Perpetuating the myth that a woman's appearance and social interaction provoke rape is a dangerous road, and this book is a step backward in combating violence against women. These same misconceptions about rape were found preposterous years ago, and serious readers should not waste their time on this tired and archaic book.
via the Internet
To rape or not to rape?
That is the question. Juliet Wittman's excellent article illustrates just how potentially dangerous such material can be. The danger of A Natural History of Rapeis not the debate about rape being biologically inherited or a product of conditioning; it is what happens whenever any such material dealing with the human condition is made public. Whenever any scientist publishes anything that may have valuable insights, the first thing that happens is that the gang on Madison Avenue gloms on to said material and begins to incorporate it into their advertising campaigns to entice us into buying anything from beer and bagels to toothpaste and tampons -- all on a subliminal level. Hence it must be clearly understood that this form of conditioning is by far the greatest danger set forth by said publication, simply because it reaches the children as well as adults.
It is going to be interesting to see what kind of value judgments the next generation will harbor.
via the Internet
The opening image of Juliet Wittman's "Origin of the Specious" takes the authors' message out of context, and in turn perpetuates the complete ignorance surrounding this issue.

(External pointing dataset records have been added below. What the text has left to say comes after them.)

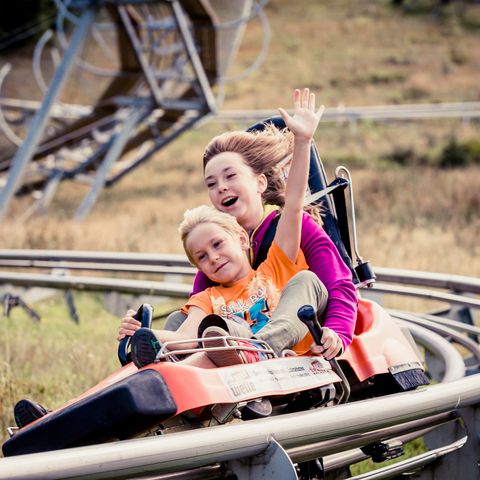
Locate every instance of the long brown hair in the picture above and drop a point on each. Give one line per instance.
(263, 151)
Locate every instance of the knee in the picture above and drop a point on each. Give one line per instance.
(306, 277)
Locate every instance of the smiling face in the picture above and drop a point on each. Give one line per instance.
(221, 256)
(234, 188)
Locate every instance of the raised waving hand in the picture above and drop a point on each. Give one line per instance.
(305, 119)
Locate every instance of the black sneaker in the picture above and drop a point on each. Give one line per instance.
(145, 347)
(26, 412)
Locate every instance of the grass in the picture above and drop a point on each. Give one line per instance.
(412, 215)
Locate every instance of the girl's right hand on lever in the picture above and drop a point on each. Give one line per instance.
(128, 325)
(331, 345)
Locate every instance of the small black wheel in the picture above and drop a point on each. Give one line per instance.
(144, 315)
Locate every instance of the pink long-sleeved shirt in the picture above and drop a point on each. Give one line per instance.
(325, 261)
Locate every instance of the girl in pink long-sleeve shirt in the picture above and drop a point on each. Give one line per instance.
(233, 188)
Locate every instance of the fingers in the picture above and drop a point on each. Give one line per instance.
(297, 99)
(331, 345)
(286, 117)
(128, 325)
(320, 111)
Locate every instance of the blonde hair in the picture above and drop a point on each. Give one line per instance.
(205, 214)
(264, 151)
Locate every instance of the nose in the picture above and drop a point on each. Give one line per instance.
(213, 257)
(222, 187)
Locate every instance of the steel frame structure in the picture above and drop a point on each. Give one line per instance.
(168, 59)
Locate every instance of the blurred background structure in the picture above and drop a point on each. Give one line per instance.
(145, 72)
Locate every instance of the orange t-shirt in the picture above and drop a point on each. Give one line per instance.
(252, 299)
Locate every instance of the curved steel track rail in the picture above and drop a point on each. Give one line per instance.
(269, 446)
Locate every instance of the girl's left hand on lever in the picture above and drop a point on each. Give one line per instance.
(128, 325)
(331, 345)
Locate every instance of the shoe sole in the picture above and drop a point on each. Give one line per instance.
(145, 347)
(26, 412)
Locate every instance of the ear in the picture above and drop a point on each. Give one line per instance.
(244, 240)
(262, 183)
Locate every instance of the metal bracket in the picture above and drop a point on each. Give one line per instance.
(274, 462)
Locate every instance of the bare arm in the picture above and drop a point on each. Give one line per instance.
(303, 125)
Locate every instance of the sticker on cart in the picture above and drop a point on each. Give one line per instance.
(282, 375)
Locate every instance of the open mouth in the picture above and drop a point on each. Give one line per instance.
(220, 267)
(228, 202)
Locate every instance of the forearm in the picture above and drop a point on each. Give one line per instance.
(324, 260)
(298, 176)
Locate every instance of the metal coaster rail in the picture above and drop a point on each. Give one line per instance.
(266, 446)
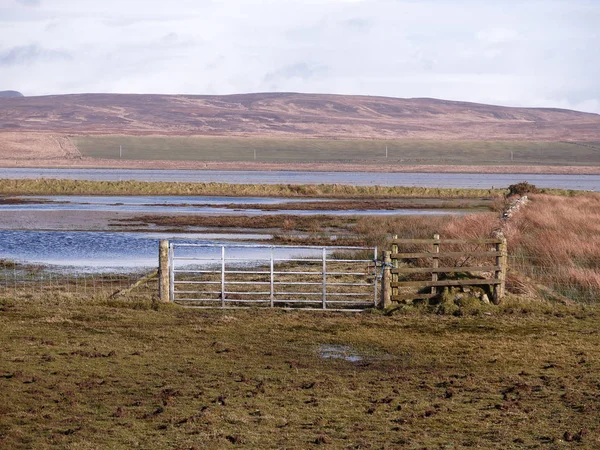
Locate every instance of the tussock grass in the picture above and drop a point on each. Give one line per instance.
(82, 373)
(556, 240)
(365, 151)
(83, 187)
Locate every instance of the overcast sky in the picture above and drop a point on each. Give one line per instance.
(507, 52)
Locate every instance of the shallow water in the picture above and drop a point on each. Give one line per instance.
(345, 352)
(434, 180)
(102, 251)
(195, 205)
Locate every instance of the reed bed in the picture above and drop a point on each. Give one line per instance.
(556, 241)
(83, 187)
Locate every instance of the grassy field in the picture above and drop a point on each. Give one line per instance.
(201, 148)
(44, 186)
(82, 373)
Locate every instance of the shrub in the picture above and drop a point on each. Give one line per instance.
(522, 188)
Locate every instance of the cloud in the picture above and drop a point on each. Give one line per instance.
(298, 70)
(30, 2)
(503, 52)
(30, 53)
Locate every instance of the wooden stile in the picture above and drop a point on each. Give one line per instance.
(497, 256)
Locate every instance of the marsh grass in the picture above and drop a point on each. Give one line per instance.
(45, 186)
(95, 373)
(556, 240)
(365, 151)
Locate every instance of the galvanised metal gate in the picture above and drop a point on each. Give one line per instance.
(333, 278)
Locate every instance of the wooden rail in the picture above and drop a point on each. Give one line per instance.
(495, 256)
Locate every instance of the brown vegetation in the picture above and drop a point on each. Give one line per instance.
(556, 240)
(79, 372)
(290, 114)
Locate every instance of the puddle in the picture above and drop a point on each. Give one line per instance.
(345, 352)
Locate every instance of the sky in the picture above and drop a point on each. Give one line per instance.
(543, 53)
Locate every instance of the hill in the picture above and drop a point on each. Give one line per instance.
(10, 94)
(293, 115)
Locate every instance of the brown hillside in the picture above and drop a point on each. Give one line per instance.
(292, 115)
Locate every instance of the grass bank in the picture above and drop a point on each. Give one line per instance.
(363, 151)
(82, 187)
(122, 374)
(556, 241)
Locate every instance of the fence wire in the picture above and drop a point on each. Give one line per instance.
(19, 280)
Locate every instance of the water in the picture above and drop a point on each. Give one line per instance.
(434, 180)
(194, 205)
(85, 251)
(345, 352)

This article simply describes another bunch of people talking about something they know nothing about or haven't spent a lot of time thinking about. If that's not the case, then they are taking the book's content entirely out of context and adding emotional and moral ideals to something that was meant to reflect a purely scientific idea. The people quoted in this story have read this book (some of them, anyway) and then jumped in with the hordes of others to beat it down without really thinking about it because rape is such an awful event.
I doubt the authors intended the book to be a sympathetic theory to make everyone feel warm and fuzzy about rape. I haven't even read the book (I don't mind admitting that), but I can already tell that Thornhill and Palmer are not making excuses for rape and are not discussing anything but the science of it all. I applaud them for at least having the balls to go public with something that they felt was true and important and not hiding it for fear of what people would think.